Enfin, la loi créée dans le code de commerce le statut d’entreprise à mission. Ce statut s’appuie sur la raison d’être et s’assortit d’obligations : définition d’objectifs précis et contrôle par un comité interne et un tiers indépendant. C’est une façon pour les entreprises les plus engagées de se contraindre légalement à respecter leur mission. C’est aussi perçu comme un « verrou juridique » qui peut aider à pérenniser la vision des dirigeants, y compris après un changement d’actionnariat.
La RSE permet d’anticiper la réglementation
Vous l’aurez compris : mettre en place une démarche RSE, c’est choisir d’aller au-delà du « simple » cadre contraignant. Se saisir de sa responsabilité sociétale implique donc de commencer par se mettre en conformité avec les différentes obligations juridiques et réglementaires qui peuvent incomber à votre entreprise, pour ensuite aller au-delà.
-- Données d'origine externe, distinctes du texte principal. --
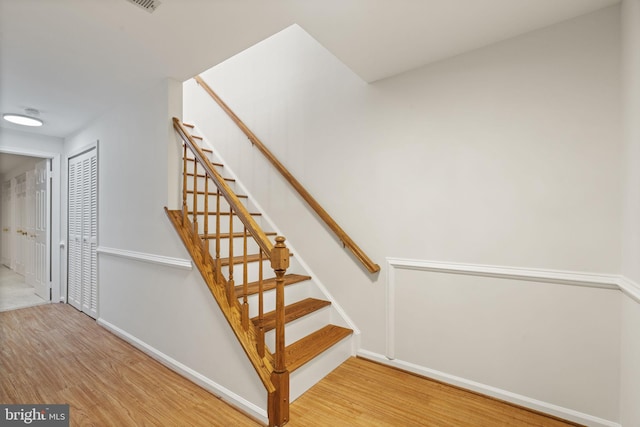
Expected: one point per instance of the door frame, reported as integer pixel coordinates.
(55, 272)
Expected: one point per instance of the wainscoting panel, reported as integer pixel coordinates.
(549, 337)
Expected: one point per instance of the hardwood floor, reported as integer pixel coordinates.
(55, 354)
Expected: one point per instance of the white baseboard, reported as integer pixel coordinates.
(507, 396)
(204, 382)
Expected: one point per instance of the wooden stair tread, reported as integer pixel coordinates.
(190, 159)
(240, 259)
(307, 348)
(213, 193)
(235, 235)
(269, 284)
(203, 176)
(224, 213)
(292, 312)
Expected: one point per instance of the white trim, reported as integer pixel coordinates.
(57, 292)
(82, 150)
(629, 288)
(314, 277)
(561, 277)
(507, 396)
(181, 263)
(196, 377)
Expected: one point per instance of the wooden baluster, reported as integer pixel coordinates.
(230, 284)
(245, 289)
(279, 400)
(195, 201)
(218, 263)
(260, 308)
(184, 184)
(205, 242)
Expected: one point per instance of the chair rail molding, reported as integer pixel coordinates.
(180, 263)
(558, 277)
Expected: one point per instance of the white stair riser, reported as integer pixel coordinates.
(224, 206)
(292, 293)
(311, 373)
(301, 327)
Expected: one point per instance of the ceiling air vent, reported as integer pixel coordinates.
(148, 5)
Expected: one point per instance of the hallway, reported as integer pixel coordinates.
(14, 291)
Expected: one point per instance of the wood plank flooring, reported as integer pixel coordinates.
(54, 354)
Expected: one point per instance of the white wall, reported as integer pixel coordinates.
(508, 155)
(164, 309)
(630, 367)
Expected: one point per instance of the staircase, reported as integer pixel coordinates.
(280, 320)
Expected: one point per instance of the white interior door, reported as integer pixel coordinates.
(30, 229)
(7, 224)
(83, 233)
(42, 283)
(19, 224)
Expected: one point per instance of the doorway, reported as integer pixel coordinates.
(25, 216)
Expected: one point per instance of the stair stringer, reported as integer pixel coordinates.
(311, 373)
(262, 365)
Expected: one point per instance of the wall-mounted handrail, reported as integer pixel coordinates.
(244, 215)
(271, 367)
(340, 233)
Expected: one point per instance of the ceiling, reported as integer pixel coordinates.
(74, 59)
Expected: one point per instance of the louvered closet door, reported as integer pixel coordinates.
(83, 233)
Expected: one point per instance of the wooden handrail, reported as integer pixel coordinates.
(242, 212)
(340, 233)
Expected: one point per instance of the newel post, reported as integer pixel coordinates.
(279, 400)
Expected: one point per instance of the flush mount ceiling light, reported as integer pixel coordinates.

Cependant, le cadre réglementaire et juridique évolue régulièrement, et tend en France à rattraper les actions mises en place par les entreprises les plus engagées. Ce qui était hier une démarche volontaire (communiquer de manière transparente sur des activités sociales et environnementales) est devenu une contrainte pour certaines entreprises. Et le nombre d’entreprises concernées par ces obligations ne cesse d’augmenter. Agir maintenant pour sa responsabilité sociétale, c’est s’inscrire dans un mouvement qui prend les devants des futures évolutions réglementaires décidées en Europe et en France.